Churrasco
Churrasco
Churrasco is chunks of beef or mutton roasted over a wood or charcoal fire with a combination of salt and spices. Gauchos and other rural inhabitants of the Río de la Plata region relished fresh beef cooked in this way. In some cases, the cook wrapped the meat in a hide and laid it on a bed of hot coals. This technique better retained the meat's flavor and juices. Gauchos could seemingly subsist on a diet consisting largely of churrasco and their favorite beverage, Mate. A gaucho used only his long knife (Facón) to slice and eat the meat. Traditionalists in the Río de la Plata region continue to prepare churrasco, carne asado, and other beef delicacies. This style of cooking has been exported to other countries such as Chile, Peru, and Spain, where fine restaurants in Santiago, Lima, and Madrid offer choice cuts of beef roasted in the churrasco style. Brazilian steakhouses known as churrascarias where roasted meats are served rodizio style have become popular in the United States. In many cases the beef is eaten with a traditional chimichurri sauce made from olive oil, lemon juice, garlic, and basil.

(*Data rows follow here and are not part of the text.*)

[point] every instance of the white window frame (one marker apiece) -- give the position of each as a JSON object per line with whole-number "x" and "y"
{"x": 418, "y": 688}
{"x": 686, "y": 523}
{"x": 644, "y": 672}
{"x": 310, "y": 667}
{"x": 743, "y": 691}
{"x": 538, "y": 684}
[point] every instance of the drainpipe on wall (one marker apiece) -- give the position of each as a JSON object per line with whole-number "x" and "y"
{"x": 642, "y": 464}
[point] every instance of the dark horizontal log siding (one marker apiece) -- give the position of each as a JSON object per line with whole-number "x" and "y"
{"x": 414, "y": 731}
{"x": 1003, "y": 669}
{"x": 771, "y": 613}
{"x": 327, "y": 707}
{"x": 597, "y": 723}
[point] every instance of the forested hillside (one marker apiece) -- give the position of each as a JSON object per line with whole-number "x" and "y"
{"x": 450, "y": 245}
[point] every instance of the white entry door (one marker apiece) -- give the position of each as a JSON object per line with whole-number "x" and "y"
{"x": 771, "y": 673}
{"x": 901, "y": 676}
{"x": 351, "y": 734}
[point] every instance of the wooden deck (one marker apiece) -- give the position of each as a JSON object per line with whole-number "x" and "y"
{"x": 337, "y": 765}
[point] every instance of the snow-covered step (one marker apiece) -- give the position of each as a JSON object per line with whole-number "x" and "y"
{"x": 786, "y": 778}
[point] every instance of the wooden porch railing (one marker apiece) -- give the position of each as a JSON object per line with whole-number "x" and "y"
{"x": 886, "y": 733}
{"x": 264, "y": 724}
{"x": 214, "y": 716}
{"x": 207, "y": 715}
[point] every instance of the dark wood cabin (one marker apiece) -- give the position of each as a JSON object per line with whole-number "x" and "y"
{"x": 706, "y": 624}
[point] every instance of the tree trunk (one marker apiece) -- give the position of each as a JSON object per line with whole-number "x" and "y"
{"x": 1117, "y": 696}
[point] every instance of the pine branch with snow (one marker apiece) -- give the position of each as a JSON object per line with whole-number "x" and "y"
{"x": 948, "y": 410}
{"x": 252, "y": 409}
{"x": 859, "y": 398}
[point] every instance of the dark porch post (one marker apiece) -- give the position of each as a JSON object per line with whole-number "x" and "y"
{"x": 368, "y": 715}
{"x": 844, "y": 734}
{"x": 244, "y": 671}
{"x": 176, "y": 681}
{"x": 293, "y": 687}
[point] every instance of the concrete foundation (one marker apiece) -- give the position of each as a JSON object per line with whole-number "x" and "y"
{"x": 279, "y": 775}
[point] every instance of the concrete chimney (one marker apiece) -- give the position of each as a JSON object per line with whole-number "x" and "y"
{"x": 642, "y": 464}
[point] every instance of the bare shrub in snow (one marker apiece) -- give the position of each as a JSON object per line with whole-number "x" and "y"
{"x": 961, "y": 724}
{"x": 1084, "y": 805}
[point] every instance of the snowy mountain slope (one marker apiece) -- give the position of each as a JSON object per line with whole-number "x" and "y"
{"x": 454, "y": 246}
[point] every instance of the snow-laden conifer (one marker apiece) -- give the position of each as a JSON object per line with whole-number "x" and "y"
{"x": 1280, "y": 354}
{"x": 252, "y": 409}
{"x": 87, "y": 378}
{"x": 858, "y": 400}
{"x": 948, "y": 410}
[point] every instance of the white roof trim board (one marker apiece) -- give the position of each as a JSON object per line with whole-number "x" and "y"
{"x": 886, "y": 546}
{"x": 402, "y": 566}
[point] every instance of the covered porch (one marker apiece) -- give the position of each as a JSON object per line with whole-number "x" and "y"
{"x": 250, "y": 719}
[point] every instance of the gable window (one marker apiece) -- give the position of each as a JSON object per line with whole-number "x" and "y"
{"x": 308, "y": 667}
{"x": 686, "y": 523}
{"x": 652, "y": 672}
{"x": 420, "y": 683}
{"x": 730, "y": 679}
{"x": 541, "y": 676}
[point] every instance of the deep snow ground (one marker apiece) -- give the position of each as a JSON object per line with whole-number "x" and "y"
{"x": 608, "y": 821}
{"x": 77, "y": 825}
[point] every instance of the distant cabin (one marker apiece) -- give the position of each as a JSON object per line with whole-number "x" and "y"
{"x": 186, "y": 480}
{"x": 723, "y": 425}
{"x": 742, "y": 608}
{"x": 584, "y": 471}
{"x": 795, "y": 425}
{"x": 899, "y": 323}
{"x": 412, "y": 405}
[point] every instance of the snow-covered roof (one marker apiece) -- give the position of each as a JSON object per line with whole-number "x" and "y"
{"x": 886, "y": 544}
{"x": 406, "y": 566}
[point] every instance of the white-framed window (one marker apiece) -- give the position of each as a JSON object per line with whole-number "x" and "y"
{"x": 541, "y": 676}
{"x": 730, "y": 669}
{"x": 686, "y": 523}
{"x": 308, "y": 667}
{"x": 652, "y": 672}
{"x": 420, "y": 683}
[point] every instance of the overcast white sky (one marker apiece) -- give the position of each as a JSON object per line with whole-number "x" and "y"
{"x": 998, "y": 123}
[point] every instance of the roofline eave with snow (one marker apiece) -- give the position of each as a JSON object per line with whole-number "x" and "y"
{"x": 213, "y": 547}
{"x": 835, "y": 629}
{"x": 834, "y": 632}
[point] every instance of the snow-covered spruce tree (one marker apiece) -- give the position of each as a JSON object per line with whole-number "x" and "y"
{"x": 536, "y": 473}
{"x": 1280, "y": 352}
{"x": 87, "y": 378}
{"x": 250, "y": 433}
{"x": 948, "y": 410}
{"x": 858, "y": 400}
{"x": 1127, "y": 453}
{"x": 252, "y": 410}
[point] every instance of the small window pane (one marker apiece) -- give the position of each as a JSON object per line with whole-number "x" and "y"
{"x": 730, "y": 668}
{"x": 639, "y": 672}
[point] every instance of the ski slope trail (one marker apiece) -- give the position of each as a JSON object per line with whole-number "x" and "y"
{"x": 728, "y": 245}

See alsoAsado; Food and Cookery; Gaucho.
BIBLIOGRAPHY
Bell, Stephen. Campanha Gaú cha: A Brazilian Ranching System, 1850–1920. Stanford, CA: Stanford University Press, 1998.
Cascudo, Luís da Câmara. História da alimentação no Brasil. São Paulo: Editora da Universidade de São Paulo, 1983.
Coluccio, Félix. Diccionario folklórico argentino, vol. 1 (1964), p. 121.
Slatta, Richard W. Comparing Cowboys and Frontiers. Norman: University of Oklahoma Press, 1997.